The drop was primarily due to higher non-cash charges and depreciation costs tied to the company’s expansion efforts.
Despite lower profits, MRSGI’s net sales rose by 6 percent, reaching P18 billion. This was driven by improved sales at existing stores and contributions from newly opened locations.
Buyers shift to lower-margin food, necessities
During this period, same-store sales—which exclude earnings from new stores—saw a 3.8-percent increase, with food retail experiencing a 7.9-percent growth, while general merchandise sales were nearly flat, increasing by just 0.9 percent.
The blended gross margin fell by 1.2 percentage points to 20.7 percent, down from 21.9 percent last year, largely due to a higher proportion of lower-margin food sales and inventory clearances.
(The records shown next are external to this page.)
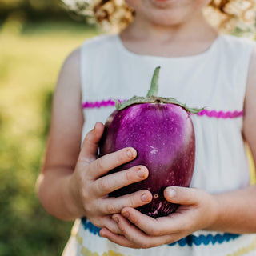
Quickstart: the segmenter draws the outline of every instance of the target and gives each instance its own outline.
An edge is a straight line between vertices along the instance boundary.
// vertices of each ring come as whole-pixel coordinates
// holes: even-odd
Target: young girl
[[[54,94],[38,194],[52,215],[76,219],[63,254],[256,255],[256,186],[250,186],[244,147],[246,141],[256,160],[255,46],[218,34],[202,13],[210,5],[226,18],[233,6],[239,16],[239,8],[249,10],[253,1],[241,6],[232,0],[126,2],[97,2],[99,21],[130,23],[119,34],[96,37],[71,53]],[[191,188],[167,187],[166,199],[180,206],[154,219],[135,209],[151,201],[148,190],[108,197],[147,178],[143,166],[104,175],[136,158],[136,149],[99,158],[97,150],[102,123],[114,110],[110,97],[146,95],[158,66],[159,96],[206,110],[191,116]]]

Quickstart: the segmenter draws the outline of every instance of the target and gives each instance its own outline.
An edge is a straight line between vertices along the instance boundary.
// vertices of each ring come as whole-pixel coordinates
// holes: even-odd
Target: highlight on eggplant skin
[[[142,98],[143,102],[138,102],[138,98],[133,102],[134,97],[125,107],[118,106],[119,110],[110,115],[98,151],[101,157],[125,147],[137,150],[134,160],[110,173],[142,165],[148,168],[149,177],[115,190],[110,196],[148,190],[153,195],[151,202],[137,209],[153,218],[166,216],[176,210],[178,206],[167,202],[163,190],[170,186],[190,186],[195,158],[195,135],[189,109],[176,102],[166,102],[155,95],[158,76],[159,67],[155,69],[150,90],[144,98],[150,98],[149,102],[134,96]]]

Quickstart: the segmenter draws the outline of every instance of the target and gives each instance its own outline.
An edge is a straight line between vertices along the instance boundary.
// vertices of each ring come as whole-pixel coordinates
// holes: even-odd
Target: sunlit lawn
[[[69,22],[0,29],[0,255],[60,255],[72,223],[44,212],[34,184],[61,65],[96,32]]]

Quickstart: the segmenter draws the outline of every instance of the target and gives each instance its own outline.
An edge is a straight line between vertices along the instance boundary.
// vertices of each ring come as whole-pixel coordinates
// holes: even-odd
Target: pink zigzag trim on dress
[[[121,100],[118,100],[122,102]],[[101,101],[101,102],[86,102],[82,104],[82,108],[84,109],[94,109],[94,108],[99,108],[104,106],[114,106],[114,102],[109,99],[107,101]],[[216,111],[216,110],[202,110],[198,114],[198,116],[207,116],[209,118],[236,118],[243,117],[243,111]]]

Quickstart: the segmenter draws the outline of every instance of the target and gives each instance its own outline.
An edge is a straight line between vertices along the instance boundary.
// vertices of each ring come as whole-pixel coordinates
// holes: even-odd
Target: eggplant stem
[[[157,97],[158,93],[158,88],[159,88],[159,71],[160,71],[160,66],[158,66],[154,69],[154,74],[151,80],[151,86],[150,89],[149,90],[146,97]]]

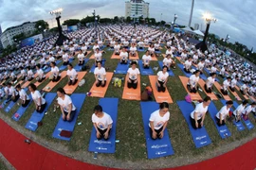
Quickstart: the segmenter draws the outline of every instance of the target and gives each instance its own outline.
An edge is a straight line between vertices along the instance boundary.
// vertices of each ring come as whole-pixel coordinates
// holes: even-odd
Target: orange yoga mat
[[[66,71],[61,73],[61,79],[58,82],[50,81],[43,90],[46,92],[50,92],[64,77],[66,76]]]
[[[183,87],[185,88],[185,90],[187,91],[187,93],[191,95],[192,100],[202,100],[202,97],[200,96],[200,94],[198,94],[198,92],[196,94],[193,94],[193,93],[190,93],[188,91],[188,88],[187,88],[187,84],[188,84],[188,81],[189,81],[189,78],[188,77],[181,76],[179,76],[178,77],[181,80],[181,82],[183,84]]]
[[[90,96],[104,97],[107,88],[109,86],[109,83],[111,82],[112,76],[113,76],[113,73],[110,73],[110,72],[106,73],[107,81],[106,81],[105,87],[96,87],[96,82],[95,82],[90,90],[90,93],[91,93]]]
[[[201,86],[201,89],[205,92],[205,94],[211,98],[211,100],[218,100],[218,97],[211,92],[210,94],[208,94],[205,91],[205,84],[206,82],[203,79],[199,79],[198,84]]]
[[[48,72],[48,73],[46,75],[46,78],[45,78],[42,82],[38,82],[38,81],[37,81],[37,82],[35,83],[36,87],[39,86],[40,84],[42,84],[44,81],[46,81],[46,79],[47,79],[47,78],[49,77],[50,74],[51,74],[51,73]]]
[[[122,99],[126,100],[140,100],[140,76],[137,76],[137,89],[128,88],[128,75],[125,78],[125,83],[123,87]]]
[[[68,84],[66,84],[64,87],[64,90],[65,92],[65,94],[71,94],[74,93],[74,91],[77,89],[79,82],[82,79],[82,77],[86,75],[87,72],[78,72],[78,82],[75,85],[71,85],[68,86]]]
[[[164,93],[158,92],[156,89],[156,76],[149,76],[151,87],[153,89],[154,96],[157,103],[167,102],[167,103],[174,103],[173,99],[166,89]]]
[[[217,81],[214,82],[214,85],[215,87],[217,88],[217,90],[220,92],[220,94],[222,94],[223,98],[225,100],[231,100],[231,98],[229,96],[229,95],[224,95],[222,93],[221,93],[221,85],[220,83],[218,83]]]

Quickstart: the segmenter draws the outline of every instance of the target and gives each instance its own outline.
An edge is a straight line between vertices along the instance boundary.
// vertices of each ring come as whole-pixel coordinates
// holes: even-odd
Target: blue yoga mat
[[[93,127],[89,143],[89,151],[100,153],[115,153],[119,98],[101,98],[99,100],[99,104],[102,107],[103,111],[111,116],[113,124],[110,131],[110,136],[107,141],[104,139],[98,140],[96,138],[96,129]]]
[[[218,112],[218,110],[217,108],[215,107],[214,103],[213,102],[210,102],[209,108],[208,108],[208,110],[209,110],[209,113],[212,119],[212,121],[214,122],[214,125],[218,130],[218,133],[219,135],[221,136],[222,139],[225,139],[227,137],[229,137],[231,136],[231,133],[230,131],[229,130],[228,127],[225,125],[225,126],[221,126],[219,127],[216,123],[216,117],[215,115],[217,114]]]
[[[37,129],[37,123],[40,122],[45,115],[45,111],[48,110],[50,104],[53,102],[53,99],[56,96],[56,93],[48,93],[46,94],[46,101],[47,102],[46,107],[45,109],[45,110],[42,113],[37,112],[36,110],[34,110],[34,112],[32,113],[30,119],[28,120],[28,122],[27,123],[27,125],[25,126],[26,128],[30,129],[32,131],[35,131]]]
[[[233,101],[233,107],[234,107],[234,108],[237,108],[238,106],[239,106],[238,103],[237,103],[236,101]],[[251,122],[249,121],[249,119],[244,120],[244,119],[242,118],[242,120],[245,122],[247,128],[249,130],[252,129],[252,128],[254,128],[254,126],[253,126],[253,125],[251,124]]]
[[[19,121],[20,118],[22,117],[22,115],[25,113],[26,110],[29,107],[30,103],[32,102],[32,97],[31,94],[29,94],[29,98],[30,98],[30,102],[28,103],[28,105],[26,108],[23,108],[22,106],[18,109],[18,110],[16,112],[14,112],[14,114],[11,116],[11,118],[14,121]],[[15,114],[19,114],[19,117],[15,117]]]
[[[116,68],[115,74],[119,74],[119,75],[126,75],[127,71],[129,69],[129,60],[127,61],[127,64],[121,64],[119,62],[118,67]]]
[[[186,101],[177,101],[177,105],[181,110],[181,113],[183,114],[189,125],[195,147],[199,148],[211,144],[211,140],[210,139],[205,127],[202,127],[201,128],[198,129],[194,129],[192,127],[191,112],[194,110],[192,105]]]
[[[158,63],[159,63],[160,69],[162,69],[163,68],[163,61],[159,60]],[[169,70],[168,73],[169,73],[170,76],[174,76],[173,70]]]
[[[154,72],[151,67],[149,69],[144,69],[142,60],[138,60],[138,65],[139,65],[140,75],[146,75],[146,76],[154,75]]]
[[[223,105],[226,105],[226,102],[227,101],[225,99],[221,99],[221,103]],[[233,111],[232,109],[230,109],[230,110]],[[235,120],[233,120],[233,125],[236,126],[238,131],[242,131],[242,130],[246,129],[241,121],[235,122]]]
[[[149,118],[151,113],[159,110],[159,104],[156,102],[140,102],[142,112],[142,119],[144,125],[144,133],[146,137],[148,159],[155,159],[174,155],[168,130],[164,130],[164,137],[162,139],[153,140],[150,136]]]
[[[86,62],[88,62],[89,59],[84,59],[83,60],[84,60],[83,65],[85,65]],[[82,71],[82,67],[83,65],[79,65],[79,64],[77,64],[77,65],[74,67],[74,69],[75,69],[77,72],[80,72],[80,71]]]
[[[52,133],[53,138],[57,138],[60,140],[64,140],[64,141],[70,141],[70,138],[60,136],[60,133],[62,130],[68,130],[68,131],[74,130],[80,110],[86,97],[86,94],[73,94],[70,97],[72,99],[73,104],[77,108],[74,119],[72,120],[72,122],[64,121],[63,115],[61,114],[59,122]]]

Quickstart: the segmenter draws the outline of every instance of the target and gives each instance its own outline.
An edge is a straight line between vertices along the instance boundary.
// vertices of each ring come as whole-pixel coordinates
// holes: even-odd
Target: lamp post
[[[204,20],[206,21],[206,24],[207,24],[204,40],[203,40],[203,42],[200,42],[199,43],[197,43],[195,45],[195,47],[196,47],[196,49],[201,49],[203,52],[205,52],[208,49],[207,44],[206,44],[206,40],[207,40],[207,37],[208,37],[208,34],[209,34],[209,28],[210,28],[210,22],[212,21],[212,22],[215,23],[217,21],[217,19],[211,18],[211,16],[209,13],[206,13],[203,16],[203,18],[204,18]]]
[[[62,28],[62,26],[61,26],[60,19],[61,19],[62,11],[63,11],[63,8],[58,8],[58,9],[55,9],[55,10],[52,10],[52,11],[49,12],[51,15],[55,15],[55,16],[56,16],[57,25],[58,25],[59,38],[57,39],[57,41],[56,41],[56,42],[55,42],[55,45],[56,45],[56,44],[58,44],[58,45],[63,45],[63,44],[64,44],[64,42],[65,40],[68,40],[68,38],[65,37],[65,36],[63,34],[63,28]]]

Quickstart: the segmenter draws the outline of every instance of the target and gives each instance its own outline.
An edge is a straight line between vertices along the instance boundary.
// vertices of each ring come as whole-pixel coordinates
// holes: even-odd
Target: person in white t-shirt
[[[242,112],[246,109],[247,103],[248,103],[247,100],[244,100],[243,103],[241,105],[239,105],[236,108],[236,110],[233,111],[233,116],[235,117],[236,122],[239,122],[241,120]]]
[[[29,96],[27,94],[27,93],[25,92],[25,90],[21,88],[21,85],[20,84],[17,84],[16,85],[16,90],[19,93],[22,107],[23,108],[26,108],[29,104],[29,102],[30,102]]]
[[[78,73],[77,71],[73,68],[73,65],[69,63],[67,65],[67,72],[66,76],[68,77],[68,86],[75,85],[78,82]]]
[[[132,61],[131,63],[132,67],[128,69],[127,71],[127,75],[128,75],[128,82],[127,82],[127,86],[129,89],[133,88],[133,89],[137,89],[137,77],[140,74],[139,70],[137,68],[137,62],[136,61]]]
[[[201,128],[204,126],[204,120],[206,112],[208,111],[208,107],[210,104],[210,97],[206,96],[202,103],[196,105],[195,110],[191,113],[192,127],[196,128]]]
[[[31,93],[32,99],[35,103],[36,111],[42,113],[46,107],[46,99],[42,96],[42,94],[36,89],[36,86],[33,83],[28,85],[28,90]]]
[[[215,78],[216,78],[216,74],[215,73],[211,74],[211,76],[209,76],[207,78],[206,84],[204,86],[206,93],[211,94],[211,92],[212,92],[212,85],[215,82]]]
[[[229,110],[232,107],[233,102],[231,100],[226,102],[226,106],[222,107],[222,109],[216,114],[217,125],[219,127],[224,126],[226,124],[226,118],[229,115]]]
[[[150,136],[153,140],[164,137],[164,130],[167,128],[169,119],[169,104],[163,102],[159,105],[159,110],[151,113],[149,118]]]
[[[163,66],[162,71],[157,73],[156,76],[156,85],[158,92],[165,92],[166,91],[166,83],[168,81],[169,73],[167,72],[167,66]]]
[[[106,85],[106,70],[101,66],[101,62],[97,62],[97,67],[94,69],[96,79],[96,87],[105,87]]]
[[[63,88],[57,90],[57,101],[62,110],[63,120],[72,122],[76,114],[76,107],[69,95],[65,94]]]
[[[145,69],[149,69],[150,68],[150,61],[152,60],[152,58],[149,54],[149,51],[147,50],[146,53],[143,55],[142,57],[142,63],[143,63],[143,67]]]
[[[189,90],[190,93],[193,93],[193,94],[196,94],[197,93],[197,89],[198,89],[198,86],[197,86],[197,83],[199,81],[199,75],[200,75],[200,72],[199,70],[196,70],[193,75],[192,75],[188,80],[188,84],[187,84],[187,88]]]
[[[92,123],[96,129],[96,137],[98,140],[108,140],[110,137],[110,131],[112,128],[113,120],[109,114],[103,111],[101,105],[97,105],[94,108],[94,113],[92,114]]]

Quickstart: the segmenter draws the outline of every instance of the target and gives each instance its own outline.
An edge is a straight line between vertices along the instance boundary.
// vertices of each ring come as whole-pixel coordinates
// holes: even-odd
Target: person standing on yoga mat
[[[128,88],[131,89],[137,89],[137,76],[140,74],[138,68],[137,68],[137,61],[132,61],[131,63],[132,67],[128,69],[127,75],[128,75]]]
[[[188,80],[188,84],[187,84],[187,88],[189,90],[190,93],[193,93],[196,94],[197,93],[197,83],[199,81],[199,75],[200,72],[199,70],[194,71],[193,75],[192,75]]]
[[[101,62],[97,62],[97,67],[94,69],[96,79],[96,87],[105,87],[106,85],[106,70],[101,66]]]
[[[159,105],[159,110],[151,113],[149,118],[149,128],[150,136],[153,140],[163,138],[169,118],[169,104],[166,102],[161,103]]]
[[[231,100],[226,102],[226,106],[222,107],[222,109],[216,114],[217,125],[219,127],[224,126],[226,124],[226,118],[229,115],[229,110],[232,107],[233,102]]]
[[[216,78],[216,74],[215,73],[211,74],[211,76],[207,78],[206,84],[204,86],[206,93],[211,94],[212,85],[215,82],[215,78]]]
[[[57,102],[62,110],[63,120],[72,122],[76,114],[76,107],[74,106],[71,97],[65,94],[63,88],[57,90]]]
[[[28,90],[31,93],[32,99],[35,103],[36,111],[42,113],[46,107],[46,101],[41,95],[40,92],[36,89],[36,86],[31,83],[28,85]]]
[[[149,51],[147,50],[146,53],[143,55],[142,57],[142,63],[143,63],[143,67],[145,69],[149,69],[150,68],[150,61],[151,61],[152,58],[149,54]]]
[[[96,129],[96,137],[98,140],[104,138],[108,140],[112,128],[113,120],[109,114],[103,112],[102,107],[97,105],[94,107],[92,114],[92,123]]]
[[[71,63],[67,64],[66,76],[68,77],[68,86],[75,85],[78,82],[78,73]]]
[[[169,73],[167,72],[167,66],[163,66],[162,71],[157,73],[156,76],[156,85],[158,92],[165,92],[166,91],[166,83],[169,77]]]
[[[29,104],[30,101],[29,96],[27,94],[25,90],[21,88],[20,84],[17,84],[16,90],[19,92],[22,107],[26,108]]]
[[[208,107],[210,104],[210,97],[206,96],[202,103],[196,105],[195,110],[191,113],[192,127],[194,129],[201,128],[204,126],[204,120]]]

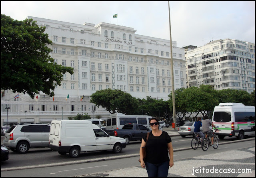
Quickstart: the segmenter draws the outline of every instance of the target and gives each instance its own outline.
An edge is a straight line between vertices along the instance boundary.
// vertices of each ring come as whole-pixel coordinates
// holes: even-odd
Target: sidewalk
[[[255,176],[255,147],[242,148],[179,160],[169,169],[168,177]],[[246,173],[246,169],[251,172]],[[244,173],[242,173],[244,172]],[[148,177],[146,170],[140,166],[120,169],[73,177]]]

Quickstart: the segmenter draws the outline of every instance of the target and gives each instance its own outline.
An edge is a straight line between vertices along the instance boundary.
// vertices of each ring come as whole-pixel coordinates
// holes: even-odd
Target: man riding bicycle
[[[206,132],[207,138],[207,136],[211,137],[212,140],[212,146],[214,147],[215,145],[213,144],[213,134],[212,131],[209,128],[210,126],[212,126],[215,128],[216,130],[218,130],[214,124],[212,124],[212,122],[211,120],[208,118],[208,116],[206,115],[204,116],[204,119],[202,121],[202,128],[203,129],[203,132]]]
[[[194,129],[194,132],[196,134],[197,134],[198,137],[199,136],[200,137],[201,137],[201,140],[199,142],[199,144],[200,144],[201,142],[203,140],[204,138],[204,135],[203,134],[203,132],[200,130],[200,127],[202,126],[201,119],[200,117],[197,118],[197,120],[195,122],[195,128]]]

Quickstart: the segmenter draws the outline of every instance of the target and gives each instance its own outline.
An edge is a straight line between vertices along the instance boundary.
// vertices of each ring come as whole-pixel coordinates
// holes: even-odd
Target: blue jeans
[[[148,177],[167,177],[169,170],[169,162],[166,161],[162,164],[145,163]]]

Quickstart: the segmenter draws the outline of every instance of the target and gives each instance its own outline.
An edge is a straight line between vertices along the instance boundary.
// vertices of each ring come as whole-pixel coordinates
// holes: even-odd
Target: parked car
[[[20,153],[27,153],[30,148],[47,147],[50,127],[43,124],[13,126],[4,136],[4,144]]]
[[[6,132],[6,127],[8,130],[11,127],[9,126],[1,126],[1,135],[4,135]]]
[[[178,133],[182,137],[185,137],[187,135],[192,135],[195,137],[195,134],[194,130],[195,129],[195,122],[187,122],[182,126],[180,127],[178,129]],[[211,126],[209,126],[210,129],[212,129]],[[200,127],[200,130],[202,130],[202,126]]]
[[[159,121],[159,124],[160,125],[160,127],[162,128],[167,127],[165,122],[163,121]]]
[[[9,159],[8,148],[3,144],[1,145],[1,161],[6,161]]]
However, the company managed to keep its earnings before interest, taxes, depreciation, and amortization stable at P798.3 million, only a slight 0.5 percent decrease from P802.5 million in the previous year.
Management’s view
“With the improved momentum from the second quarter and going into the second half of 2024, the company continues to hold an optimistic outlook for the rest of the year on the back of improvement in sales growth, cost management, and the projected opening of new stores planned in the third and fourth quarters,” MRSGI president and chief operating officer Manuel Alberto said.